Acting on Billy’s suggestion Lathrop did not, as we know, wireless any news of the disappearance of Ben Stubbs to the Boy Aviators. He in fact agreed, after some pondering of the situation, with the reporter’s opinion that it was needless to worry them when they already had their hands full. The night after Ben Stubbs’ mysterious vanishment was passed in no very agreeable way by the young dwellers at Camp Walrus and as for Pork Chops his wails when he learned of it rang to heaven and back again.
“Ah jes’ knowed dat dis yer trip was hoodooed fum de moment dat Marse Frank got dat lil’ green mummery from dat moonshine man,” he said gloomily, and made dire and dismal prophecies till Billy, seeing that Lathrop was very nearly breaking down under the strain, packed the skipper of the Carrier Dove off to bed. Billy and Lathrop spent most of the night hours—except when they fell into troubled dozes from time to time—seated beside the silent wireless instrument, hoping against hope that news of some kind might be received from the boys. Ben’s self-reliance and adaptability had made itself so manifest on the expedition that, as Billy said, it seemed impossible to believe that any really serious mishap had befallen him.
Again and again as they sat by the fire the boys went over and over the puzzling affair. Lathrop repeated his story to Billy a dozen times and each time the young reporter asked for a repetition hoping that some point that would shed a light on the mystery might have been omitted by the other. But Lathrop’s recitals of the incident varied not at all and Billy was fain to give it up at last.
“I’ve worked on a lot of queer disappearance cases,” he remarked sententiously, “but this has them all beaten by ten blocks and the City Hall.”

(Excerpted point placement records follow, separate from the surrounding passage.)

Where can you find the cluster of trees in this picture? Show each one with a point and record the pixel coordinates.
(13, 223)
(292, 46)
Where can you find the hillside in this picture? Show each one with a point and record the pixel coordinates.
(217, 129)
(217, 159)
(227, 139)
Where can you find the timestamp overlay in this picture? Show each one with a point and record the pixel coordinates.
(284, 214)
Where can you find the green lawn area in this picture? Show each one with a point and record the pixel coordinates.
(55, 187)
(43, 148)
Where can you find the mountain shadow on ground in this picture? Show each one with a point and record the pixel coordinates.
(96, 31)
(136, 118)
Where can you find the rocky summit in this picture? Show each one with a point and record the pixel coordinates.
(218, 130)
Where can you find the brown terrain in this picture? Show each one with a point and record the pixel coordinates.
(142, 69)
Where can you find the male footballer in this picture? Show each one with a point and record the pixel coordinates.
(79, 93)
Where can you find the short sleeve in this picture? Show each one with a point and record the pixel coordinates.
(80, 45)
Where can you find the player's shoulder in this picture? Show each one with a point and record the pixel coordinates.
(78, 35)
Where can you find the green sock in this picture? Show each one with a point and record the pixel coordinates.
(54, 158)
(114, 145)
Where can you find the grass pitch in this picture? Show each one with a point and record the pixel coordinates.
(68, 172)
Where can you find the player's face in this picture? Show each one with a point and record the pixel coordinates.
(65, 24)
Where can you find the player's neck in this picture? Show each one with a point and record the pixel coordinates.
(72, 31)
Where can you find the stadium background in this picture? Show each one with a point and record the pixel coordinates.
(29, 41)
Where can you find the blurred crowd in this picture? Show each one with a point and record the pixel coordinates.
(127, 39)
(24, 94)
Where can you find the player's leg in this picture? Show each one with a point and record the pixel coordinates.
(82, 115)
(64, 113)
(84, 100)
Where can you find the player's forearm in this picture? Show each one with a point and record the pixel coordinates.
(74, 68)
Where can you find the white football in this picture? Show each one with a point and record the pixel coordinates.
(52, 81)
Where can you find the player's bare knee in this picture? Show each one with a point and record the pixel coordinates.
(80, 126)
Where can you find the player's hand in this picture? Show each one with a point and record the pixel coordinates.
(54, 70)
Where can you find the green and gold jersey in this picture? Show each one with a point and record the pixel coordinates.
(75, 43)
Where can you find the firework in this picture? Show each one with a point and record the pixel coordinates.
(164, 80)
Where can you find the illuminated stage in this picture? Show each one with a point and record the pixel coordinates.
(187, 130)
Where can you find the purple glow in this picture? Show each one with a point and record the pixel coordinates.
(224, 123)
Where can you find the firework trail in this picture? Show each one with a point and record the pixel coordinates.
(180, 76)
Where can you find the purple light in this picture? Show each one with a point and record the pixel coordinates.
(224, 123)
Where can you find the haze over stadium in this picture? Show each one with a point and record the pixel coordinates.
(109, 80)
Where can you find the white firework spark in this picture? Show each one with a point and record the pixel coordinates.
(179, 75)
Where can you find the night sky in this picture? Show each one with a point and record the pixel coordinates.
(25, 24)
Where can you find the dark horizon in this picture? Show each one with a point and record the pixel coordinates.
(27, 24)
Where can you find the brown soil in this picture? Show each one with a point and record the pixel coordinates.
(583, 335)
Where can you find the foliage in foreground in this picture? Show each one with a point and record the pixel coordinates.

And when Billy dropped off into a troubled nap he had a vivid dream that his city editor had presented him with a big crocodile, stuffed in a lifelike manner and equipped with silver teeth and claws of enormous size. The young reporter was in the midst of an elaborate speech of thanks when he awoke and found that the first gray heralding of dawn was broad in the east and that the great multitude of herons and fish-eating birds that roosted among the islands was already beginning its pilgrimage to the feeding grounds on the oyster bars of the Archipelago. Dawn in the Everglades is a beautiful and impressive sight, but Billy at that time had no eyes for it. His sole thought was to find Ben Stubbs. He therefore aroused Lathrop and the two boys, after routing out Pork Chops and making him cook them a quick breakfast and put them up a light lunch, started for the canoes, determined to circumnavigate the island in search of their missing comrade. Carefully they explored every inch of the soft muddy beach and in due time arrived at the spot where several feet, intermingled in an inextricable pattern, marked the spot where the Seminoles had blindfolded and kidnapped Ben.
Billy, with a reporter’s trained instinct, was on his hands and knees in a minute and came amazingly near reconstructing the scene of Ben’s capture.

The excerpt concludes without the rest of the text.